Thursday, September 07, 2006

And you thought the Reds collapse was depressing has two juxtaposed articles on the homepage this morning. The first is about 22 year old Anibal Sanchez's no-hitter. About the no-no, Sanchez says:
"This is the best moment of my life," an exuberant Sanchez said after turning in the 127th all-time National League no-hitter, and 233rd in Major League history. "I don't know what I think now, because you never think that is going to happen for you. But that happened, and I'm happy right now."
The two year Major League no-hitter drought has finally come to an end, though the Reds desperately tried to make it end sooner several times this year. (How often have we written in blog comments no-hitter no-hitter no-hitter no-hitter no-hitter no-hitter no-hitter no-hitter just to jinx an opposing team's pitcher?) The no-hitter is quite the accomplishment, right? Especially for a rook like Sanchez, who has just experienced the high of his brief life thus far.

Contrast that with the other article about 22 year old rookie pitcher Jon Lester, who won't be pitching any no-hitters for at least two years. Jon Lester has cancer.

He says:
"It's kind of one of those things you can't describe," Lester said. "You're 22 years old, you think you're just going in there for some back pain and then you find out you have cancer.

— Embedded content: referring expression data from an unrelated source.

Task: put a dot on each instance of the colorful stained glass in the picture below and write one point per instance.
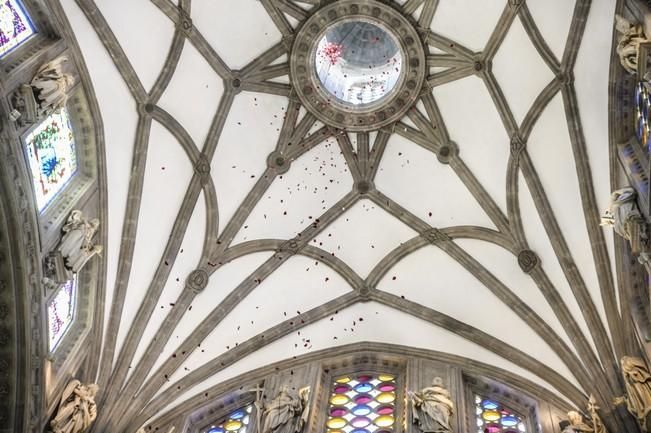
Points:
(236, 422)
(15, 26)
(642, 119)
(493, 417)
(362, 403)
(52, 156)
(60, 312)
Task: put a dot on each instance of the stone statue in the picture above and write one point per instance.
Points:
(77, 242)
(51, 85)
(575, 424)
(287, 413)
(597, 424)
(77, 409)
(631, 35)
(627, 221)
(432, 408)
(75, 248)
(638, 390)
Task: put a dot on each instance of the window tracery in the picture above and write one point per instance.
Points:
(362, 403)
(52, 156)
(60, 312)
(15, 26)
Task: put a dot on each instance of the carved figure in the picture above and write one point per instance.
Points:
(597, 424)
(77, 409)
(286, 413)
(627, 221)
(638, 390)
(575, 423)
(76, 245)
(432, 408)
(631, 35)
(51, 85)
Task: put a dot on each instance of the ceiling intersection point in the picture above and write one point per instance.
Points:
(202, 168)
(517, 145)
(185, 22)
(198, 280)
(234, 82)
(528, 260)
(447, 152)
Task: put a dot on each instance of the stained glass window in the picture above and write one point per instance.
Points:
(493, 417)
(643, 110)
(362, 403)
(60, 312)
(52, 156)
(15, 26)
(236, 422)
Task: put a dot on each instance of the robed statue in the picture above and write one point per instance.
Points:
(77, 409)
(638, 390)
(51, 85)
(575, 424)
(432, 408)
(77, 241)
(286, 413)
(630, 37)
(626, 219)
(597, 424)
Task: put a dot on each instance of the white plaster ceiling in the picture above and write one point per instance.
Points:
(239, 31)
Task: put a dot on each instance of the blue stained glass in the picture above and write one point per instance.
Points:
(490, 405)
(493, 417)
(361, 410)
(60, 312)
(358, 404)
(52, 156)
(15, 26)
(238, 414)
(236, 422)
(364, 387)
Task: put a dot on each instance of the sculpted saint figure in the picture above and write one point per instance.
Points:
(631, 35)
(77, 409)
(627, 221)
(432, 408)
(76, 244)
(575, 423)
(597, 424)
(286, 413)
(51, 85)
(638, 390)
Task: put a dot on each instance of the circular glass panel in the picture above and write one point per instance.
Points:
(358, 62)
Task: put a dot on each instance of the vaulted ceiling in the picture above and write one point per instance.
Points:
(494, 253)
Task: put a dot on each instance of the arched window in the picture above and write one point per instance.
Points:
(493, 417)
(236, 422)
(15, 26)
(61, 312)
(362, 403)
(52, 156)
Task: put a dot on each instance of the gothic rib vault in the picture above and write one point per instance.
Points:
(243, 231)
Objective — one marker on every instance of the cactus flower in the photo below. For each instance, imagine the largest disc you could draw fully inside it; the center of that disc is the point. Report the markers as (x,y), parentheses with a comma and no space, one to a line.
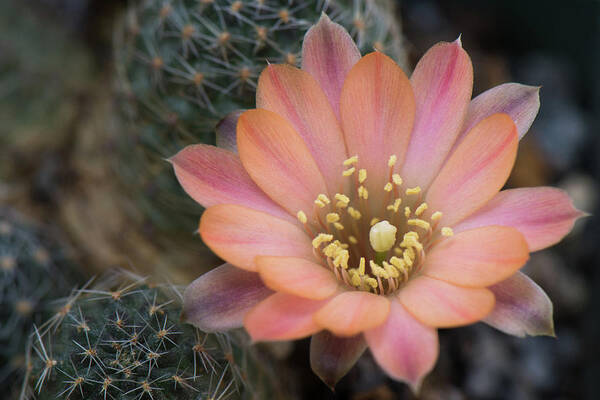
(363,208)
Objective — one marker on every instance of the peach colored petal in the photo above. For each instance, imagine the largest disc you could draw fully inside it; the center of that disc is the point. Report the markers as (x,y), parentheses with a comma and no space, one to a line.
(295,95)
(331,357)
(377,109)
(219,299)
(328,54)
(212,176)
(225,131)
(442,83)
(442,305)
(520,102)
(406,349)
(476,171)
(239,234)
(544,215)
(350,313)
(297,276)
(477,257)
(282,317)
(522,308)
(278,160)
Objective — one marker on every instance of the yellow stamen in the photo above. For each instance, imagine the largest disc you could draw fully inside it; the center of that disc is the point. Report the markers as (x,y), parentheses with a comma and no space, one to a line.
(415,190)
(351,160)
(436,216)
(446,231)
(354,213)
(349,171)
(302,217)
(421,209)
(392,160)
(320,239)
(332,217)
(362,175)
(418,222)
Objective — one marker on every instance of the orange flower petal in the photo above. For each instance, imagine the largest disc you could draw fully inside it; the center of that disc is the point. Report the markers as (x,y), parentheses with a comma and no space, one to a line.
(278,160)
(405,348)
(295,95)
(476,171)
(442,83)
(239,234)
(212,176)
(478,257)
(297,276)
(442,305)
(350,313)
(377,110)
(544,215)
(282,317)
(328,54)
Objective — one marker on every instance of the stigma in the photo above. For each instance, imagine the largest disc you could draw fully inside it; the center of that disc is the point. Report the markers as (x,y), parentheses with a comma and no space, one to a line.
(367,239)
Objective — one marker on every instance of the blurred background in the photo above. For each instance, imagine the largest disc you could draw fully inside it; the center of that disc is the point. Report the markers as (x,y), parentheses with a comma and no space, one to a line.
(94,94)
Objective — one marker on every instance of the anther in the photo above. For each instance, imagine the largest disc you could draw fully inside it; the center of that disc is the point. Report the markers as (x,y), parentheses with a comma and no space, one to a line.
(349,171)
(320,239)
(302,217)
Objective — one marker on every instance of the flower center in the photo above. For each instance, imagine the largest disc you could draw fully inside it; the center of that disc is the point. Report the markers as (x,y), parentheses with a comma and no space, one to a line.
(369,241)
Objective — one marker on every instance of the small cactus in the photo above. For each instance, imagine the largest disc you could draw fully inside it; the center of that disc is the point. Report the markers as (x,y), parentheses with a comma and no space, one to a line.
(118,340)
(184,64)
(34,271)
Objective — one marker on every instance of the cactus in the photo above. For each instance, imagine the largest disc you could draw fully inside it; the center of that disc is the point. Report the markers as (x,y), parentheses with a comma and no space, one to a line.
(122,339)
(184,64)
(34,270)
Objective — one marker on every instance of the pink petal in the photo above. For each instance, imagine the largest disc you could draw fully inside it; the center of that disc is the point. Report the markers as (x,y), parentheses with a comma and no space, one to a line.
(239,234)
(520,102)
(226,131)
(350,313)
(211,176)
(219,299)
(522,308)
(331,357)
(377,108)
(278,160)
(282,317)
(406,349)
(543,215)
(442,305)
(328,54)
(297,276)
(476,171)
(295,95)
(477,257)
(442,83)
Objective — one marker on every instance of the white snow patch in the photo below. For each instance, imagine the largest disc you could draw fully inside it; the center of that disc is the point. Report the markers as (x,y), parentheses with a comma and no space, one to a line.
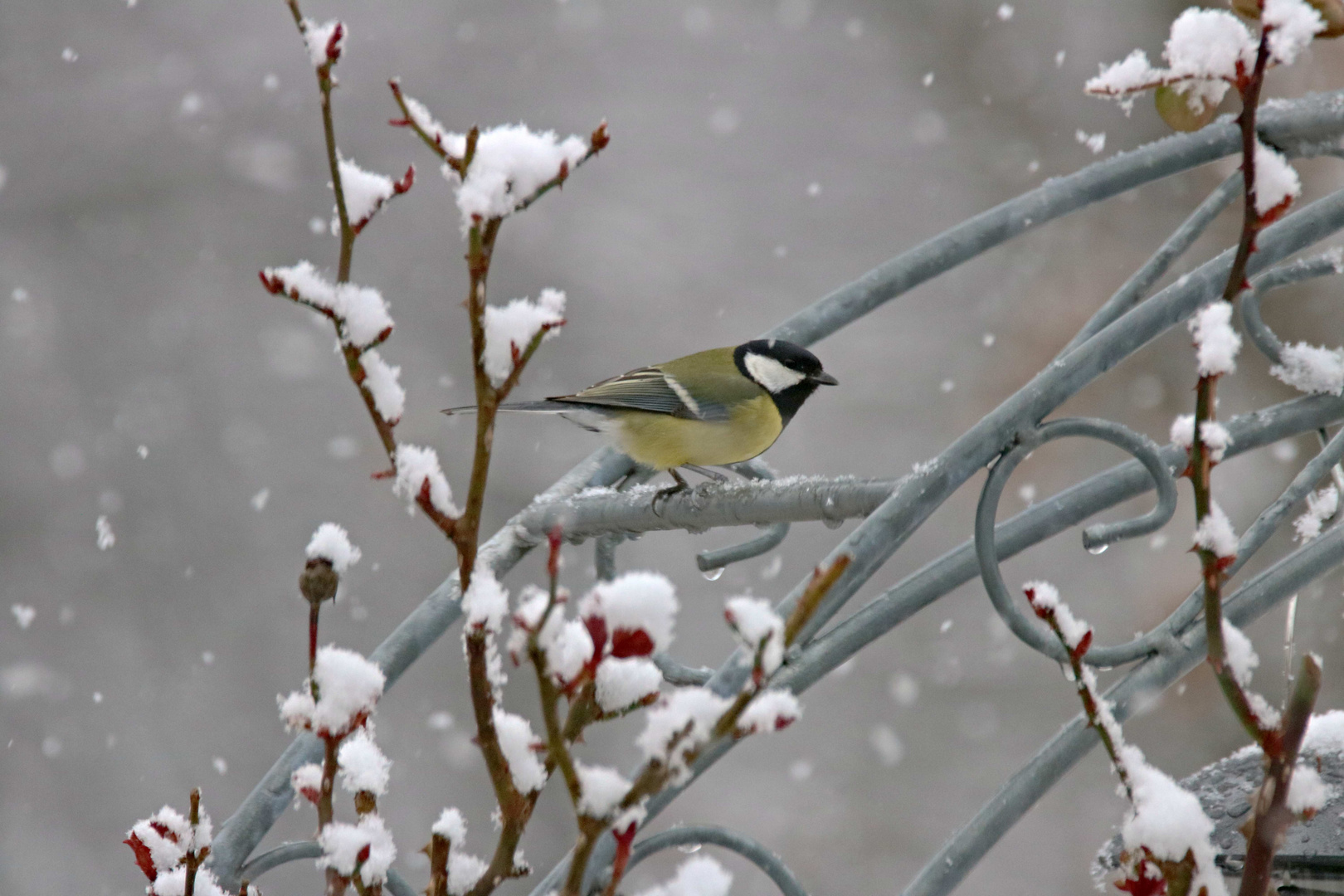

I mean, that's pretty shocking, but we have a positive outlook in it, [it's] very curable and very fightable, and just go on from there. Taking one day at a time and fight it the best we can."
Some perspective on life, is it not? No-hitters don't mean a damn thing in the grand scheme of things. Baseball is meaningless, sports are meaningless, the whole material world means nothing.

But is baseball meaningless? Won't thinking about pitching in the Majors give Jon Lester the drive to get through his chemo? Don't we go to baseball games to spend precious time with family and friends? Doesn't baseball help us get away from the world for a few hours? It does. It is a great game, with healing powers and magic and spirituality abounding. But losing a game, losing a season, and collapsing in the playoff race have no signficance on the great game of Life.

Dear Reds fans, fret not. We're all depressed right now, I know, but we should get some perspective. There will be other seasons, maybe some winning ones. There is only one life, though, so don't let Ranklin or Morron or McClayton get you down for too long. Take a deep breath, enjoy the sunshine, be grateful for life, for it can be taken in a heartbeat.